From our archives:

85 years ago

Tributes had poured in for Mr Lionel Digby Whitehead, chairman of the Whitehead Iron and Steel Co, who had been found dead in his car between Brecon and Sennybridge at the age of 61.

Mr Whitehead, the son of the late Mr George Whitehead, of Deighton Grove, York, had spent his boyhood in York making many friends in the city and district.

He had also established his firm with only few thousand pounds borrowed from his father.

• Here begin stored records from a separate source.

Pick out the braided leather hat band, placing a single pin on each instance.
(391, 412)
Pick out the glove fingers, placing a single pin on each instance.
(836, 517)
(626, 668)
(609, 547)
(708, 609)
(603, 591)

Gundog classes were particularly good at the 43rd members sanction show of the Malton, Norton and District Canine Association.

The general standard was classed as ‘acceptable’, although the entries were a little on the short side in comparison to the previous year with only 125 dogs.

The cup for best dog or bitch was won by Mrs A C Crowther with her pointer dog Drumgannon Drake.

50 years ago

The assassination of Dr Martin Luther King had sent shock waves around the world, delaying Washington’s efforts to get together with North Vietnam and spurring America into a violent reaction.

President Johnson had also postponed his departure for Hawaii after hearing of the death of the 39-year-old Civil Rights leader.

In Washington, police had used tear gas against hundreds of rioters, and stores had been looted and burned only two miles from the White House.

Tommy Cooper, now brightening up Saturday evenings considerably with his ABC Television show, Life with Cooper, became the first star to step inside the newly-built Yorkshire Television studios in Leeds.

20 years ago

A man convicted of conspiracy for driving a bomb-laden van into the World Trade Centre in New York had been jailed for 240 years.

US District Judge Kevin Duffy also fined Eyad Ismoil about £150,000 and ordered him to pay about £600,000 restitution.

Ismoil, 26, was convicted along with Ramzi Yousef, the plot’s alleged mastermind, of the bombing that killed six people and injured more than 1,000 others, shaking America’s sense of security.

Three people had been arrested after Customs officers discovered three of the rarest birds in the world at addresses in North and East Yorkshire.

The trio of Lear’s macaws, potentially worth up to £20,000 each were among scores of birds recovered in dawn raids by Customs officers investigating the smuggling of endangered species.